Snow has mysterious power here in Seattle. Politicians panic. Kids of every age, dogs and TV weathermen rejoice. We don’t drive in it if we can possibly help it – in fact, some people actually abandon their cars on the road at the first sight of flakes. We usually don’t even have to shovel it – only once in 10 years does it stay on the ground that long. No one owns a snow shovel, anyway.
I was lucky enough to have a cheese soup planned for the first real winter day of 2012.
Many of us who participated in Charcutepalooza are searching for the next thing – something that keeps us writing and connected with one another. Some of the meat-masters have taken up the #baketogether challenges, and many are still producing and talking about charcuterie on Twitter.
This month though, I’m excited to be a part of #Souperbowl – a monthly soup making challenge. Hosting duty rotates through the group; each hosts picks a deadline, three key ingredients, and a country of inspiration for the aspiring soup makers.
When I saw Amanda’s instructions for January -create a German beer-cheese-bread soup – I knew I was in this month.

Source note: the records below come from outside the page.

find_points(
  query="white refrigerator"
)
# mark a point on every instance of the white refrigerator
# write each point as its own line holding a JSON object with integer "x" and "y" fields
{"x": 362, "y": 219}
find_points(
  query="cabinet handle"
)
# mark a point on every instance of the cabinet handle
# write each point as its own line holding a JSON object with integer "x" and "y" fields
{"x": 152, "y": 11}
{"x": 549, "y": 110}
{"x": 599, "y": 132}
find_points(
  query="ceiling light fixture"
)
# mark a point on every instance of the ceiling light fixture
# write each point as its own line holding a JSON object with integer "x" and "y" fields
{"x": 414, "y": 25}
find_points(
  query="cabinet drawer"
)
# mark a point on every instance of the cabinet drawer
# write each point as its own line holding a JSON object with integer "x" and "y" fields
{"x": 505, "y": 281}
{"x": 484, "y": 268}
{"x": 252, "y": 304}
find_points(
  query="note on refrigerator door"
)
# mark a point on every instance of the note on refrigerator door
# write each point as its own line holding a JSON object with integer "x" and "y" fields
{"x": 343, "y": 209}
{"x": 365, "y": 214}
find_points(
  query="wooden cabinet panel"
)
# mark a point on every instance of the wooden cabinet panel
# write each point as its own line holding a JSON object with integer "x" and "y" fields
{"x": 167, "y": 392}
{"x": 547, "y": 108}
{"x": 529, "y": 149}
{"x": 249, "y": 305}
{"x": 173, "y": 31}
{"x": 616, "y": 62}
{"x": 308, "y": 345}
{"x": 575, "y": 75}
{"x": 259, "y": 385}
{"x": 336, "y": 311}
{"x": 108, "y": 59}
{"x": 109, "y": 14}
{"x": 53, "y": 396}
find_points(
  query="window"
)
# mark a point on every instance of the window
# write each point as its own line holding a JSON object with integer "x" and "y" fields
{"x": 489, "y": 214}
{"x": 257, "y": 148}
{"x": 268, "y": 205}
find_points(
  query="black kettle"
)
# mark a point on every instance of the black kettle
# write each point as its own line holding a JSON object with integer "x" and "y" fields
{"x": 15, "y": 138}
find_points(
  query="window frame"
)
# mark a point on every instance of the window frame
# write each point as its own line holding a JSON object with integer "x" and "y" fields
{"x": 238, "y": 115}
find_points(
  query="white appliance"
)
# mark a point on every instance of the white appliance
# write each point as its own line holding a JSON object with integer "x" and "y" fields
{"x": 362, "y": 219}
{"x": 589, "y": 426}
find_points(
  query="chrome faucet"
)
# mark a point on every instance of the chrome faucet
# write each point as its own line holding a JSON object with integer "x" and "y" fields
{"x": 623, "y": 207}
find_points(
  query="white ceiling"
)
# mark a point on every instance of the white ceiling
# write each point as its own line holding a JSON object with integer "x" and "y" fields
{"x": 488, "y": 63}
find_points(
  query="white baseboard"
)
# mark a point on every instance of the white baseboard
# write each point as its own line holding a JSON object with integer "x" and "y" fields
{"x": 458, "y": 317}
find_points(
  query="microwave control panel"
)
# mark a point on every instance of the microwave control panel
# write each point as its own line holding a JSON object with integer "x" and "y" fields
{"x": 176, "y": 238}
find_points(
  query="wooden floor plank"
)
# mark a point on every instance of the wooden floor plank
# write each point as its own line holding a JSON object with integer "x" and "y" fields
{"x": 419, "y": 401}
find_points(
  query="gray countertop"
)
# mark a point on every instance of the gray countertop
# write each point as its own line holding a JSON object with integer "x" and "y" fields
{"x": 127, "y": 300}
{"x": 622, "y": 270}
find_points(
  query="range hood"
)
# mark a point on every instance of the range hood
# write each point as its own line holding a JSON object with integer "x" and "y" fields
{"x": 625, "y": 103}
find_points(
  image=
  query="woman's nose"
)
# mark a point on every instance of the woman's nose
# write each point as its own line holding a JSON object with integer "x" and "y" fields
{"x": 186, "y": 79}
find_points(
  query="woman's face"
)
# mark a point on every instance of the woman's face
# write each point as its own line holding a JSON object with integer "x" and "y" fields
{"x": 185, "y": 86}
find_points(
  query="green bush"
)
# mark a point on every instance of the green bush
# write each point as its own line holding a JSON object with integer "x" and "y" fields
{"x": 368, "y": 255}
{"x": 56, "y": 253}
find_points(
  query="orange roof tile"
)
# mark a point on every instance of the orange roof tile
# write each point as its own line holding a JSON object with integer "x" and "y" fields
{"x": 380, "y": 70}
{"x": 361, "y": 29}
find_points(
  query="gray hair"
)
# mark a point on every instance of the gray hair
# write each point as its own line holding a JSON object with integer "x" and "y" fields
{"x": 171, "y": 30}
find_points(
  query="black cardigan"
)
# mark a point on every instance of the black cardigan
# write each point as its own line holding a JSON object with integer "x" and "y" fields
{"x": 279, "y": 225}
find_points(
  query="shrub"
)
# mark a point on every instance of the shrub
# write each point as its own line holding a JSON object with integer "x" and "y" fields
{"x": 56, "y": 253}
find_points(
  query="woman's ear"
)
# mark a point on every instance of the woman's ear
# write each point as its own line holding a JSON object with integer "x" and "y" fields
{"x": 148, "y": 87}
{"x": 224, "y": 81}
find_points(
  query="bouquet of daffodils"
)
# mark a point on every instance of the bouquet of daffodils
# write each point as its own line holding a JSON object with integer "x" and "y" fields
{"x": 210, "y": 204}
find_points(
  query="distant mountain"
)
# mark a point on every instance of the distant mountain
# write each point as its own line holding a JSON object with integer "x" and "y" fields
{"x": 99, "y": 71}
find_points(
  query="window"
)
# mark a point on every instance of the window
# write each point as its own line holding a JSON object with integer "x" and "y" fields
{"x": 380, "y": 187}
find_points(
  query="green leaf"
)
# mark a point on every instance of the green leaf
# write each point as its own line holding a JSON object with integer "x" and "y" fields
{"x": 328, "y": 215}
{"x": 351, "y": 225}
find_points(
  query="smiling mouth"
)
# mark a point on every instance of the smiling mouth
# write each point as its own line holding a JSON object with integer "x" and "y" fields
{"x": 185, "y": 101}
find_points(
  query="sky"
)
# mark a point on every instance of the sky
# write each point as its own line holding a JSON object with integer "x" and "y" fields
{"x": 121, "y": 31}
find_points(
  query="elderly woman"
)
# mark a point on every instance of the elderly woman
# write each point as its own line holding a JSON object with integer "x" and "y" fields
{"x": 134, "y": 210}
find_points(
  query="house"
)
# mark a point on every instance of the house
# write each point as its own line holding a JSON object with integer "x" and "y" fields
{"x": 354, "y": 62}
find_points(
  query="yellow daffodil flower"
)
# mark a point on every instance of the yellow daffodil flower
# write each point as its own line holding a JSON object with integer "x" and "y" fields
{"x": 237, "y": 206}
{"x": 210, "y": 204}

I’d already been planning a January fondue – making a mental shift to a cheese soup was easy. Plus, I know almost nothing about German food, so it was a chance to do some research.
What I came up with was Obatzda – a tangy cheese spread, commonly found in Bavaria, and served in beer gardens. While my soup is probably closer to Liptauer, since I used farmer’s cheese, rather than a more traditional aged cheese, like Camembert, than it is to true Obatzda, it is still a knockout.
This spread is strong stuff – I made it with stout, sauerkraut, dill pickles, and quite a bit of cayenne. That shouldn’t be a surprise; it’s obvious by now that I’m really not about subtle flavors. I blended my obatzda with a stout-simmered base of caramelized onions, beet and carrots, and garnished it all with homemade black bread croutons. It’s rich, and pleasantly bitter – the bitterness of a cold winter day spent outside.
Much of the winter in the Pacific Northwest, we have grey sky, rain, mud, and temperatures in the 40’s. But for snow, as on Sunday, life comes to a halt. I made the soup early in the day, right after breakfast, and we reheated it for dinner, after our long, snowy amble along the beach with the dogs.